In general, my sense is that people learn things best when they are actually doing them. It's easier to understand the significance of lighting when you are confronting it directly. And yes, some older people have limitations that need to be considered.

Congratulations to you for taking this on. It is wonderful for people to develop hobbies when they have the time to pursue them, so you are performing a very useful service. Your ideas for topics to investigate are solid, but again, I would encourage you to actually get them taking photos or those cameras will probably remain in the boxes. All the best to you!!!
As both a teacher and someone who has taken photog... (show quote)


Already told to use the composition tip handouts and start taking pictures, even the ones who only have cell phones.
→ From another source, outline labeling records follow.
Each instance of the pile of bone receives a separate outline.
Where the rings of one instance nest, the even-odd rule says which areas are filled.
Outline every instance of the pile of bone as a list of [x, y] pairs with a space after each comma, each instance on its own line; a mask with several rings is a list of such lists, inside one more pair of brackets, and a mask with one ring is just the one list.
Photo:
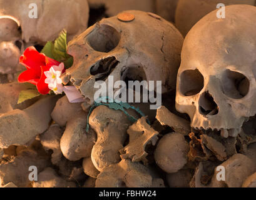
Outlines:
[[[182, 14], [188, 1], [168, 7], [156, 0], [156, 8], [155, 1], [141, 1], [131, 9], [145, 4], [146, 10], [126, 11], [127, 19], [118, 14], [127, 8], [120, 1], [91, 0], [91, 8], [104, 5], [113, 17], [86, 29], [86, 1], [63, 4], [61, 12], [69, 15], [55, 20], [53, 8], [61, 0], [43, 6], [33, 1], [43, 8], [36, 19], [23, 15], [31, 1], [18, 1], [0, 0], [1, 187], [256, 187], [255, 7], [230, 6], [225, 19], [213, 11], [199, 21], [214, 8], [191, 1], [205, 8], [198, 19], [185, 19], [188, 24], [180, 18], [192, 14]], [[168, 13], [177, 2], [175, 22], [184, 41], [172, 23], [152, 12], [173, 21]], [[63, 81], [86, 101], [44, 96], [18, 104], [19, 92], [29, 87], [15, 81], [21, 52], [56, 38], [63, 28], [74, 64]], [[95, 82], [110, 84], [109, 76], [115, 81], [161, 81], [163, 106], [133, 104], [146, 115], [128, 109], [136, 122], [105, 105], [90, 113]]]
I told them after a while they will know better what kind of photography they want to do and therefore what kind of camera and lenses they will need.

I did 1 year student teaching and 34 years at the Jr & Sr High level in LA. And not just the 9 months a year I taught summer school, extra classes and when at a multi track year round school I sometimes taught inter session (like summer school but not necessarily in the summer and usually happened twice a year) or even two intersession classes a year. At 9 months a year service credit 34 years = 25.5 years service credit. I had 32.25 when I retired so I made the state pension "longevity bonus" (that bought me a BIG Plasma TV for the living room-$5K in 2007 when I retired) and an extra $500 a month on my pension.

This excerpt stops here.